Cette convention annexe permet avant tout d’indiquer si le salarié est à l’initiative de la rupture (référence au courrier du salarié sollicitant la rupture conventionnelle), ce qui ne ressort nullement du document de demande d’homologation. Et, par ailleurs, de préciser l’ensemble des diligences de l’employeur pour s’assurer du consentement libre, éclairé et non vicié du salarié, comme notamment :

- le respect d’un délai de convocation suffisant à/aux entretien(s) pour permettre au salarié de préparer convenablement son entretien ;
- le respect de l’information du salarié sur son droit à être assisté pendant l’entretien,
- sur la possibilité de contacter la Direccte et Pôle emploi pour connaître ses droits ;
- la remise d’un projet de protocole de rupture conventionnelle au salarié pendant l’entretien, pour analyse avant signature définitive ;
- le rappel des conséquences en termes de chômage, de délai de carence, ... ;
- le rappel des conséquences de la rupture : situation du salarié pendant la procédure (dispense d’activité, congés…), sort de la clause de non concurrence, du DIF ( droit individuel à la formation), la portabilité des garanties prévoyance, restitution du matériel…

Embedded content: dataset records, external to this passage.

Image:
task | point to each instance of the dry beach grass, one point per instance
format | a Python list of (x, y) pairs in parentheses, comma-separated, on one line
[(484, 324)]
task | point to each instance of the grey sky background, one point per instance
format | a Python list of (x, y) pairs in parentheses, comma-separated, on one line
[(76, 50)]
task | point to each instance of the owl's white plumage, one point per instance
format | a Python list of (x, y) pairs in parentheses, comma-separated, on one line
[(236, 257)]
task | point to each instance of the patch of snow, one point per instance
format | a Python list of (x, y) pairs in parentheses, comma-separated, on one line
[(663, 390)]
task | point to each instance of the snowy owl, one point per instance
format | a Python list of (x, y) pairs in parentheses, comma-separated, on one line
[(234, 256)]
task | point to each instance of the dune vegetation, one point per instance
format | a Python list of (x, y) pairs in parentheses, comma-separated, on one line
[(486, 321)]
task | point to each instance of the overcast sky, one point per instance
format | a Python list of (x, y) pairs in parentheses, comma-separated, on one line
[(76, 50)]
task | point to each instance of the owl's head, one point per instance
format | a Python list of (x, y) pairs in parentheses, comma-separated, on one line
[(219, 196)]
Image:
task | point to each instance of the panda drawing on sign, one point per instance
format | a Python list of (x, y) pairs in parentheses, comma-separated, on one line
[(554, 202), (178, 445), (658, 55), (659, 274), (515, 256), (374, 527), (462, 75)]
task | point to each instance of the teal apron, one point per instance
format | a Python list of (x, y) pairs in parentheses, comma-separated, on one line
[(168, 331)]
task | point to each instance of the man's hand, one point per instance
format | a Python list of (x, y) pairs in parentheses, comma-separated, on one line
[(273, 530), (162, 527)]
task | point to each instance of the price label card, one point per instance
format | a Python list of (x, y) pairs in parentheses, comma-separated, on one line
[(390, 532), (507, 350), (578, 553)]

Par ce document annexe, l’employeur se ménage la preuve d’une information complète, donnée dans des conditions permettant au salarié de se renseigner avant de signer, qui rend plus difficile, par la suite, la démonstration d’un consentement extorqué.

Exclure la rupture conventionnelle dans certains contextes

Ces précautions formelles sont d’une faible utilité pour l’employeur dans des contextes laissant présumer une pression sur le consentement du salarié ou encore une volonté d’échapper à ses obligations.

Un contexte conflictuel entre l’employeur et le salarié exclu la présomption de consentement éclairé du salarié en cas de : contentieux opposant depuis plusieurs mois les parties sur le paiement d’heures supplémentaires (CA Lyon 6/01/2012 n° 11/03228), courrier électronique signé de l’employeur signifiant clairement au salarié qu’il entendait mettre fin au contrat de travail ( CA Riom, 3/01/2012 n° 10/02152) ou existence d’un harcèlement moral ( CA Toulouse 03/06/2011). Par contre une sanction disciplinaire, notifiée deux mois avant la signature de la convention de rupture, non contestée par le salarié ne caractérise pas un différent entre les parties, mais témoigne de l’exercice normal du pouvoir disciplinaire de l’employeur (CA Paris 22/02/2012 n° 10/04217).

De même, une rupture conventionnelle conclue sur fond de licenciements économiques, même si elle n’est pas interdite en soi, peut néanmoins être remise en cause dès lors qu’ est démontrée la volonté de l’employeur de contourner les règles procédurales applicables (exemple : plan de sauvegarde de l’emploi, information des représentants du personnel, CA Lyon 11/01/2012 n° 10/08641). Ce contournement relève alors plus de la cause illicite que du vice du consentement, à moins que le salarié ne démontre avoir été lésé (défaut d’information de son droit au Contrat de sécurisation professionnelle et au reclassement).

Enfin, conclure une rupture conventionnelle avec un salarié en accident du travail ou maladie professionnelle est expressément exclu par l’administration (circ. DGT 2009-5 17/03/2009), et reconnu comme frauduleux et discriminatoire (CA de Poitier 28/03/2012 n° 10/02441), dès lors que l’employeur échappe par ce biais à son obligation de reclassement et à l’indemnité de licenciement doublée.
Une convention annexe est dès lors fortement conseillée pour démontrer le respect par l’employeur du consentement éclairé du salarié et éviter sa condamnation pour licenciement abusif, voire nul.